See [Reasoning Model](/en/guides/models/reasoning) for model details.

## Audio models

> Audio models such as `step-tts-2` convert text into natural speech and support voice cloning.

**Audio models can be used for tasks including, but not limited to:**

* **Voice assistants**: customer service and smart speakers.
* **Audiobooks and podcasts**: text narration with consistent voice.
* **Games and NPCs**: character voices at scale.
* **Media production**: quick voiceover drafts.

See [Audio Models](/en/guides/models/audio) for model details and [Generate audio](/en/api-reference/audio/create-audio) for the API.

## Context length

> **Context length** is the amount of input text a model considers when generating or predicting. It limits how much information the model processes in a single request.

**Why it matters**

* **Quality**: Context length governs how much the model can remember and use, affecting understanding and generation.
* **Performance**: Larger contexts can improve accuracy but also increase compute cost.
* **Cost**: Longer contexts may help in certain scenarios but raise usage costs, so balance quality and spend.

**Where it applies**

* **Chat systems**: affects coherence and context retention across turns.
* **Creative writing**: longer contexts can produce more coherent, logical narratives.
* **Research papers**: helps the model digest background, data, and detailed discussion.
* **Novels and literature**: captures plot progression and character relationships.

## Token

> A token is the basic unit of text a model processes. It can be a character, word, phrase, or sentence depending on the tokenizer and training data.

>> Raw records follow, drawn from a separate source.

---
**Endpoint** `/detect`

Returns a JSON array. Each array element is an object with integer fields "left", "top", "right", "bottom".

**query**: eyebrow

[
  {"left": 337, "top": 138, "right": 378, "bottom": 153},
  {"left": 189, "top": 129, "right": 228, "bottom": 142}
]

In Chinese, tokenization is especially important because words are not separated by spaces.

**Token length**

* **Chinese characters vs. tokens**: Roughly 1 token equals about 1.5–2 Chinese characters, though actual counts vary by content.

**Context limits**

* **Maximum context**: The combined input (prompt) and output must stay within the model’s context window.
* **Why the limit matters**: It keeps processing efficient and avoids errors from overly long text.

**Practical considerations**

* **Plan text length**: Fit your text within the maximum context so the model can process everything.
* **Optimize tokens**: Remove unnecessary tokens or reorganize text to stay within the limit.

## Rate limits

> Rate limits protect service stability and fairness by capping how many requests a user can make within a given time. Three main measures:

**RPM (requests per minute)**: Number of requests allowed per minute. If RPM is 20, you can make at most 20 requests in any rolling one-minute window.

**TPM (tokens per minute)**: Number of tokens you can send per minute across requests and responses. Many short requests may hit RPM before TPM.

**Concurrency (simultaneous requests)**: Number of in-flight requests. If the limit is 20, only 20 concurrent requests are allowed; new ones are rejected until earlier ones finish.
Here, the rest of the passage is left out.